According to a recent report from Juniper Research, the total number of connections leveraging unlicensed spectrum to deliver low power M2M connectivity will reach approximately 400 million by 2022. Connections using these technologies, such as Sigfox, LoRa and Ingenu, will rise from an estimated 50 million by the end of this, representing a growth of 736%.
The research found that connectivity providers offering low‑cost unlicensed alternatives to NB-IoT and LTE-M, will threaten operators’ return on investment (ROI). The study also found that overall service revenues from unlicensed low power connections will be 102% higher than those over their cellular counterparts by 2022.
Juniper Research highlighted that unlicensed connections can be implemented rapidly without the cost of spectrum acquisition or radio development. The report urged mobile operators to set cellular low power M2M prices accordingly, highlighting their superior capabilities and network reach over unlicensed connections to justify their higher subscription price and module cost.

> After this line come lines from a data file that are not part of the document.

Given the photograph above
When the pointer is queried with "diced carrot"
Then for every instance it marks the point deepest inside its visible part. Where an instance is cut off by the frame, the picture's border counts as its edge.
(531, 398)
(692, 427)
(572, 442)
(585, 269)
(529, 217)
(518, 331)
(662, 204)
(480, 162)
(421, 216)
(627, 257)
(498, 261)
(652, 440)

“Unlicensed spectrum M2M service providers must focus on rapid expansion of their networks’ coverage in order to offer the same breadth of services that can be offered by network operators,” said Sam Barker, an analyst at Juniper Research
Additionally, the report found that cellular low power M2M connections will approach 100 million by 2022. Higher data rates and ubiquitous coverage of these cellular networks will accelerate smart city deployments, forecasting that low power cellular smart city connections will grow at an average annual growth rate of 313% over the next 4 years.